Installation and introduction

Introduction to PCfB

This workshop is intended to provide an introduction to the most useful tools for computation in biology. This includes a basic command of the Unix shell, using text editors, regular expressions, scripting in the Python programming language, data management/using a relational database, and creating vector graphics for scientific communication. As there is a lot of new material to cover, we have created extensive documentation for each topic that will be accessible at this website for your reference. Please let us know if any of the documentation is unclear or has errors - we want this to be a useful resource for the future, and will fix documentation issues during the workshop itself as far as possible.

These are the specific topics that we will cover over the next few days

Software installation

But before we start, we just need to check that everyone has installed the required tools:

# An operating system based on Unix (Mac or Linux) # A text editor that understands regular expressions # The Enthought Python distribution # A relational database system # Inkscape for vector graphics # A web account on the Duke server with public_html access

If any of you have had trouble installing software, we will spend some time helping you to troubleshoot.


Preparing for and running such a workshop takes a lot of time and effort. We are therefore very interested in any feedback that you can provide that will help us improve. During the workshop, if you have any suggestions for improvement, please let us know on the spot. Since this is a small class, we want the sessions to be highly informal and welcome questions and interruptions.

We will probably run this course again in the future if you found it useful. It is also possible that we will run other similar workshops, depending on interest. As a simple survey, what computational topics would you be interested in?

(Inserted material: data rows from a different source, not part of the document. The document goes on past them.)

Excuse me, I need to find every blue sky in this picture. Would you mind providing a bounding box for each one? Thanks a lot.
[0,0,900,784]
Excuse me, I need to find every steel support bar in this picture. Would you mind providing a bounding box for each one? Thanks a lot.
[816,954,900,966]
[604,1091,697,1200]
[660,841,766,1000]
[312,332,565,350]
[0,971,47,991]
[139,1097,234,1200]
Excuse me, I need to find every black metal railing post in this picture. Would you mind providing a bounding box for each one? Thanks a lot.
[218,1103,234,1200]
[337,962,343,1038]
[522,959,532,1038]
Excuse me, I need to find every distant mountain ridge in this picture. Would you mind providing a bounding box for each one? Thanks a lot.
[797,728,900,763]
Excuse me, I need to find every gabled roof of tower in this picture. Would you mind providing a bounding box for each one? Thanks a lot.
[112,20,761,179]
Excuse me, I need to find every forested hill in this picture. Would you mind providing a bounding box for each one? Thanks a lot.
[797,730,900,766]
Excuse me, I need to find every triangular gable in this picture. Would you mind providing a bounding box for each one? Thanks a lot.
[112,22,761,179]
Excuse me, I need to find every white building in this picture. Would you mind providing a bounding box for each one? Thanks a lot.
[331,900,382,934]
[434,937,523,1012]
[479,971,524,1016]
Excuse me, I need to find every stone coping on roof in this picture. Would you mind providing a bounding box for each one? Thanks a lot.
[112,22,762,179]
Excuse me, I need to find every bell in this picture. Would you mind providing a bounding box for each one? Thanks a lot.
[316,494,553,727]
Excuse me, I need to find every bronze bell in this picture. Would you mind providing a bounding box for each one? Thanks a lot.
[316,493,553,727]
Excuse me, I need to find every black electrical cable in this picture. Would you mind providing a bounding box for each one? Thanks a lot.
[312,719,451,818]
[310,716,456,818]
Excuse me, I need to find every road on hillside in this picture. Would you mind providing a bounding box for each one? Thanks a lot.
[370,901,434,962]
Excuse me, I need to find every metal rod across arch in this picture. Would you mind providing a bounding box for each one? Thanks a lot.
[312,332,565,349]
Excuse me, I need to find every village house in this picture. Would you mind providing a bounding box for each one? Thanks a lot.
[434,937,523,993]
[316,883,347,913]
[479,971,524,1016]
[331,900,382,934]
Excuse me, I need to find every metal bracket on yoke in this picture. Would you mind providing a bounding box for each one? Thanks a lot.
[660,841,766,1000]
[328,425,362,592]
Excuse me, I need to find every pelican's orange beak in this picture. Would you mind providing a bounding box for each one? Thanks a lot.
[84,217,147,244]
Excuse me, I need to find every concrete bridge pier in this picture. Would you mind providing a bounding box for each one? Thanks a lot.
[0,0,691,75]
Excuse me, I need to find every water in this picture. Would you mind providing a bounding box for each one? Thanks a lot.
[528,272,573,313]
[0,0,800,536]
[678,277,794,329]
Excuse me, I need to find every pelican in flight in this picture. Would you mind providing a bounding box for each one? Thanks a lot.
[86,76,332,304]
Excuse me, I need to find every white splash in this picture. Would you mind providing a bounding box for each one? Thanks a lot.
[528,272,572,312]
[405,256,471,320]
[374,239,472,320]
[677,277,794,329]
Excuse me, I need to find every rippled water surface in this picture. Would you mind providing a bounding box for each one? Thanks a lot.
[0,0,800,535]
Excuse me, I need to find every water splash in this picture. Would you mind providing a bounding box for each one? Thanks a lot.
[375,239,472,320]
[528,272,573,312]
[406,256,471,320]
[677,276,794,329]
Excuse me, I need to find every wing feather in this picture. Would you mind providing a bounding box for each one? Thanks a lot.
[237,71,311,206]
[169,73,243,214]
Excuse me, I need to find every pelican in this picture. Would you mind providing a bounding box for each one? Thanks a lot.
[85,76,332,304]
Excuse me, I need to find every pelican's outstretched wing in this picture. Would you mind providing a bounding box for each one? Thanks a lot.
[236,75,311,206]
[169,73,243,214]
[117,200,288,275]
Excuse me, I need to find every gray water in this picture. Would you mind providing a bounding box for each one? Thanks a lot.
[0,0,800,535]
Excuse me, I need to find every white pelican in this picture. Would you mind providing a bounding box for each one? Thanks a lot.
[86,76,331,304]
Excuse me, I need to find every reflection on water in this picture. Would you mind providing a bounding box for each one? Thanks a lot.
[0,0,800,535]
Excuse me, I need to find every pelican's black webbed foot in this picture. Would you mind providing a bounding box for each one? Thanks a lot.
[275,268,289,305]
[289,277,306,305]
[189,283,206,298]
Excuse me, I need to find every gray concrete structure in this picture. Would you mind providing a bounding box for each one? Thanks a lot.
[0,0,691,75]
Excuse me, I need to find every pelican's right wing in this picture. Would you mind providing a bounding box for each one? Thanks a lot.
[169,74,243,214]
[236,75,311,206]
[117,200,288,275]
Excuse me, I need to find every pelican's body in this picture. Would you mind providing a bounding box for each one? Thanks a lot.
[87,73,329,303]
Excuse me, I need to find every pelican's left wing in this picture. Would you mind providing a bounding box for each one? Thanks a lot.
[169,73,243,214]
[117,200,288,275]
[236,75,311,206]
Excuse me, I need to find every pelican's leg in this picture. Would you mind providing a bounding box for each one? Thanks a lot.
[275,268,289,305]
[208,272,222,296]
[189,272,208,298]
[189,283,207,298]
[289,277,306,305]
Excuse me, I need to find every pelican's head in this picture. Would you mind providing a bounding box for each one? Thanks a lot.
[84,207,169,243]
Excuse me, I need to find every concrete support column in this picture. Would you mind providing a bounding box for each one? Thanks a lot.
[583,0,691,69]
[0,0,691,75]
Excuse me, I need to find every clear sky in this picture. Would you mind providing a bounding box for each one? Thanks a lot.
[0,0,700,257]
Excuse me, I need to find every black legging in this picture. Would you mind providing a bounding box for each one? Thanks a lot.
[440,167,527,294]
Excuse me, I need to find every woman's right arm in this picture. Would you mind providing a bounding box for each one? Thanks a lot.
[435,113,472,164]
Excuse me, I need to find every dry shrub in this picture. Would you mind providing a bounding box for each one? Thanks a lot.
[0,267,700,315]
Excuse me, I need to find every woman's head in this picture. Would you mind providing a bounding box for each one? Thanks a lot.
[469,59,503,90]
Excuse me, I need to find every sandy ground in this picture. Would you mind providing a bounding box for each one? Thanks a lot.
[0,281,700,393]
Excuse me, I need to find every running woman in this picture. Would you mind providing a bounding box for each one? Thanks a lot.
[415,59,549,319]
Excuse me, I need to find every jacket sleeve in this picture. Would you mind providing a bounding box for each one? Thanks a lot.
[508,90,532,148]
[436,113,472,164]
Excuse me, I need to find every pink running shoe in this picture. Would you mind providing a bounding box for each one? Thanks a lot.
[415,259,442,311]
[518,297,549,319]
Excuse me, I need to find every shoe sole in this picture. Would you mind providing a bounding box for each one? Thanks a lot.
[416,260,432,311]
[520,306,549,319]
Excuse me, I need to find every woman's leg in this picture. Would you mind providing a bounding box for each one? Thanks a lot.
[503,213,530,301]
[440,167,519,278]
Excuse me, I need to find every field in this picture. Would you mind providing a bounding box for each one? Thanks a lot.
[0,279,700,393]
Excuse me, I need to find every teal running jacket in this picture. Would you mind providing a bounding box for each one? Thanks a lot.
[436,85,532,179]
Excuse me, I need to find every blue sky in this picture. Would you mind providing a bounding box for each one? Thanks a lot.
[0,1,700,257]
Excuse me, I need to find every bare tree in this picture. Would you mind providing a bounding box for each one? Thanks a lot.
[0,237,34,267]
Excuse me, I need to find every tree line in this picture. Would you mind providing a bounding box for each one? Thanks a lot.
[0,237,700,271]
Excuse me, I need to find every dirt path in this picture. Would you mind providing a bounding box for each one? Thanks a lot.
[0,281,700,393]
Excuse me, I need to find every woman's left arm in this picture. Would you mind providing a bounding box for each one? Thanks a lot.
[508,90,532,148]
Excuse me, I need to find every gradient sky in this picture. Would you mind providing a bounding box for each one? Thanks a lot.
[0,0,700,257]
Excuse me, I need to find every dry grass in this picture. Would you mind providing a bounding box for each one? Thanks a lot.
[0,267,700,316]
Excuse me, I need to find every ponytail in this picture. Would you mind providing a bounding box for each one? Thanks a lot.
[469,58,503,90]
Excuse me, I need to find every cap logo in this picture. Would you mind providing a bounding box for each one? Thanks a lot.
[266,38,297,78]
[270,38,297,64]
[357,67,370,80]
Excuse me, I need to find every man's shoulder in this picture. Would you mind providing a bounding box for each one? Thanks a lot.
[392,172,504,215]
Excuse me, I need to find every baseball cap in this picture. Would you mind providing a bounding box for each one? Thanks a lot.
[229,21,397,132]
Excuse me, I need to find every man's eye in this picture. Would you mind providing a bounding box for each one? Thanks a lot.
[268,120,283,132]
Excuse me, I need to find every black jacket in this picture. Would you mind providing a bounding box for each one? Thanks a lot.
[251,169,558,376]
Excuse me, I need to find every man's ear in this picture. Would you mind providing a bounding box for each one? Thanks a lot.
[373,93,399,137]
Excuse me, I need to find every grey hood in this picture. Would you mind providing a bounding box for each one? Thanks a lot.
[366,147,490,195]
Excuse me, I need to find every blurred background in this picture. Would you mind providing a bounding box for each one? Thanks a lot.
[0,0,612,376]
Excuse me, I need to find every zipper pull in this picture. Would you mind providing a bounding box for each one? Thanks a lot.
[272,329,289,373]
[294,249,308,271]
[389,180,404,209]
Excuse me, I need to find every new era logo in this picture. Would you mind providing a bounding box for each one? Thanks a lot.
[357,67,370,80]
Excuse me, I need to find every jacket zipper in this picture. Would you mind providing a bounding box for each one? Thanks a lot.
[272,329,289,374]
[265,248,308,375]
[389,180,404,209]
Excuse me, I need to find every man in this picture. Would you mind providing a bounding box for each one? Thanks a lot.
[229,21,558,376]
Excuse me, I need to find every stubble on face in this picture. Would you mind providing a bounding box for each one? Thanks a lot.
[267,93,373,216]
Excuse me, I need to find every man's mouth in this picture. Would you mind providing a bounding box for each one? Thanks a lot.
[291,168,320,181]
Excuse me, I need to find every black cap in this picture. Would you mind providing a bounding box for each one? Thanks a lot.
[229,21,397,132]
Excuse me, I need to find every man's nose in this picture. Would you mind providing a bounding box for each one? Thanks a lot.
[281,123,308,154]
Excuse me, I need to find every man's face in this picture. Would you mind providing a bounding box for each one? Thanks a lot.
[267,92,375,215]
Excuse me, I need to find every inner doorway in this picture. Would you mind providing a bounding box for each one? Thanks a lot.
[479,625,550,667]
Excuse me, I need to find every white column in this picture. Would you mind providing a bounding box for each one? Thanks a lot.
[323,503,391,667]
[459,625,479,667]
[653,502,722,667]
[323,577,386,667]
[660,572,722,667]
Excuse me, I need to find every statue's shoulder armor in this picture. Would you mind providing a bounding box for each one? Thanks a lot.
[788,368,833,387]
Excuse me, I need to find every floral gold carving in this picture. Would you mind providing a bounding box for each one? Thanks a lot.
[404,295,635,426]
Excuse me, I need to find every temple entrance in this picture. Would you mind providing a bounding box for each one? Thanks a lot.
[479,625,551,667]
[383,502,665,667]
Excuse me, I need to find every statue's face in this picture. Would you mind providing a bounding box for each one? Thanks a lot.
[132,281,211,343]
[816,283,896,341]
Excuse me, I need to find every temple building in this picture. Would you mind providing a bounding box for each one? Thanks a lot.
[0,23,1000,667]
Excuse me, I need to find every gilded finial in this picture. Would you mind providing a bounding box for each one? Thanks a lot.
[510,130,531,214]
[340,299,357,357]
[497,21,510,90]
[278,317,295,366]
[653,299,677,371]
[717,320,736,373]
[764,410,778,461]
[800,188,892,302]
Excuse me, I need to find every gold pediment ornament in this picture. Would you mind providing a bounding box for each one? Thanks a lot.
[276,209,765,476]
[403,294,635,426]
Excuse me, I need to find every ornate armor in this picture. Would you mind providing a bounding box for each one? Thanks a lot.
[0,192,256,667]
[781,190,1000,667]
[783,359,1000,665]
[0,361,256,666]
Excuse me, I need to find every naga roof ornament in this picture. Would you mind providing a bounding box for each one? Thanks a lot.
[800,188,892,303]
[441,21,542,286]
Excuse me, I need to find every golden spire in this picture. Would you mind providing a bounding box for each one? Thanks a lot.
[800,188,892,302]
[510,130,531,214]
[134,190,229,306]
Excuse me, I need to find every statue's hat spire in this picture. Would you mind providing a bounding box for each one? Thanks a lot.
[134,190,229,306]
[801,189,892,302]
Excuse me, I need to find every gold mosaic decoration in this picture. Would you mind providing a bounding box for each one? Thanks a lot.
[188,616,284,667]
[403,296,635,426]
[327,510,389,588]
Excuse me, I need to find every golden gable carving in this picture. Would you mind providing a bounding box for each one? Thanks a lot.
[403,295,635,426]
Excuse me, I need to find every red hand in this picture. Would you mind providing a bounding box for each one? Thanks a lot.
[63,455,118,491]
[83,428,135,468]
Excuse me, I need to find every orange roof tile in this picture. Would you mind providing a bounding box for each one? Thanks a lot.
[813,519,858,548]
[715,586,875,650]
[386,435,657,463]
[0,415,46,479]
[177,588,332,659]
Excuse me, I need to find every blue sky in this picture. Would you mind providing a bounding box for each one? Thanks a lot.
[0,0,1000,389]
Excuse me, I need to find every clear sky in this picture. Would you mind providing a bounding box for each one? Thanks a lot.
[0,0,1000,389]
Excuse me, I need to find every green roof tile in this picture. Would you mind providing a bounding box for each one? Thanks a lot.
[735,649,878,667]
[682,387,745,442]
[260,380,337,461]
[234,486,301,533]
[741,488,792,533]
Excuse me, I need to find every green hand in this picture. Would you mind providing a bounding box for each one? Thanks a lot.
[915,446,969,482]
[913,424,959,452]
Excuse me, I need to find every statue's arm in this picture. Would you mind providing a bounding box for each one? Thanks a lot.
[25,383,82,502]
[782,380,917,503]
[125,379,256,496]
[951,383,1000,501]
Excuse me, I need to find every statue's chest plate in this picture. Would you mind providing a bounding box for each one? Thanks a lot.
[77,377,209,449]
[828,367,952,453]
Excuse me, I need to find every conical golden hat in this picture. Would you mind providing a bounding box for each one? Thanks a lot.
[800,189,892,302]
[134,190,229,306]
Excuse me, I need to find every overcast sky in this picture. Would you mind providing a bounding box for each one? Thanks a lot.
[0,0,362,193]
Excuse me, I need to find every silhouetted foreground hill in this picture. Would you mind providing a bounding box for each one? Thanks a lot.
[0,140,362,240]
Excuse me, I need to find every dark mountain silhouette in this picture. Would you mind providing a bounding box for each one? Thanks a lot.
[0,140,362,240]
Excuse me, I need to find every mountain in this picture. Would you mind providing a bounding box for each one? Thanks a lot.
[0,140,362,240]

  1. Practical programming for biologists - An intermediate course on the use of Python for scientific computation.
  2. Practical statistics for biologists - An introduction to basic statistics in Python and R.
  3. Practical data management for biologists - An introduction to creating and using relational database systems to manage laboratory data.
  4. Practical data visualization for biologists - An introduction to statistical and scientific graphics for exploratory data analysis and scientific communication.
  5. Modeling and simulations in biology - How to construct and simulate computational models of biological phenomena.
  6. Others (please specify)


  1. Do you know how to open a Unix shell/console/terminal on your computer?
  2. How do you create a directory foo that has a subdirectory bar that has a subdirectory baz with a single command?
  3. How do you write a regular expression to find sequences that lie between specific restriction enzyme motifs?
  4. What is the difference between ssh and scp?
  5. How do you write a function in Python to plot a histogram of some data?
  6. How do you use BioPython to get information from the NCBI databases?
  7. What does this mean select, b.value from foo f, bar b where f.foo_id = b.foo_id;?
  8. How can you estimate the 95% confidence intervals for a statistic without using any formulas?
  9. Can you illustrate a conceptual biological model using a vector graphics program?
  10. Can you write a program to summarize data from a typical laboratory spreadsheet?

Record your score from 0 to 10. We are curious to see if there is any improvement in your score by the end of the workshop!